REPUBLIKA.CO.ID, JAKARTA -- Guru Besar dan Kepala Pusat Bioteknologi IPB, Dwi Andreas Santosa, mengatakan bahwa El Nino merupakan fenomena iklim yang paling berdampak pada produksi pangan terutama padi di Indonesia. Menurut dia, fenomena El Nino kerap membuat produksi padi di dalam negeri mengalami penurunan.
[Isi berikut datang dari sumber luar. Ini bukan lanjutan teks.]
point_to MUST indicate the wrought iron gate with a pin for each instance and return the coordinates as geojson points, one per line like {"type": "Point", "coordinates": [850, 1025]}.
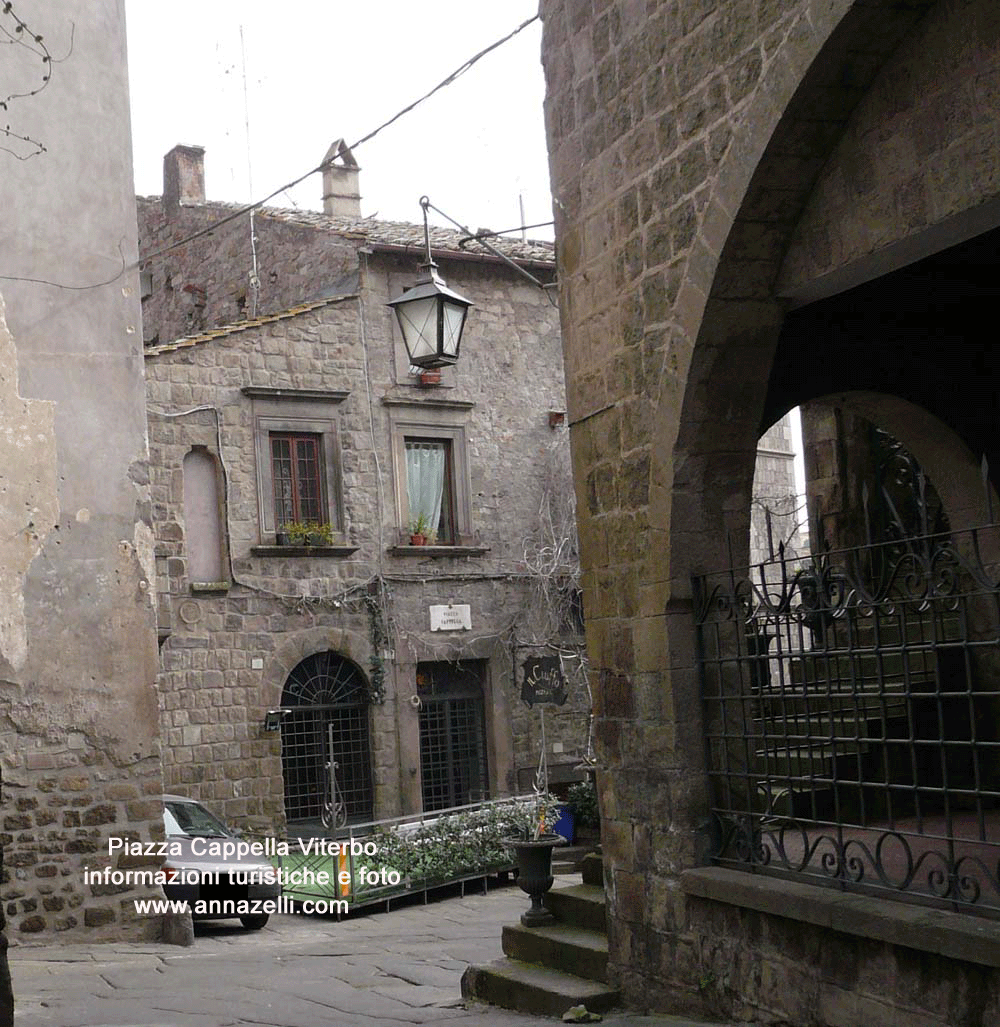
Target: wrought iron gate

“Tapi dari pengamatan saya, dampak El Nino belum sampai menyebabkan krisis pangan. El Nino membuat produksi padi menjadi sulit, tapi penurunan produksi sampai saat ini masih dalam tahap aman,” kata Dwi saat dihubungi Republika.co.id, Senin (4/12/2023).

Baca Juga

Di tengah ancaman perubahan iklim, Dwi menilai pemerintah harus melakukan strategi yang tepat dan tidak gegabah. Salah satu strategi yang efektif menurut dia adalah dengan menerapkan kebijakan harga yang berpihak pada petani, sehingga mereka tetap semangat dalam memproduksi pangan atau menanam.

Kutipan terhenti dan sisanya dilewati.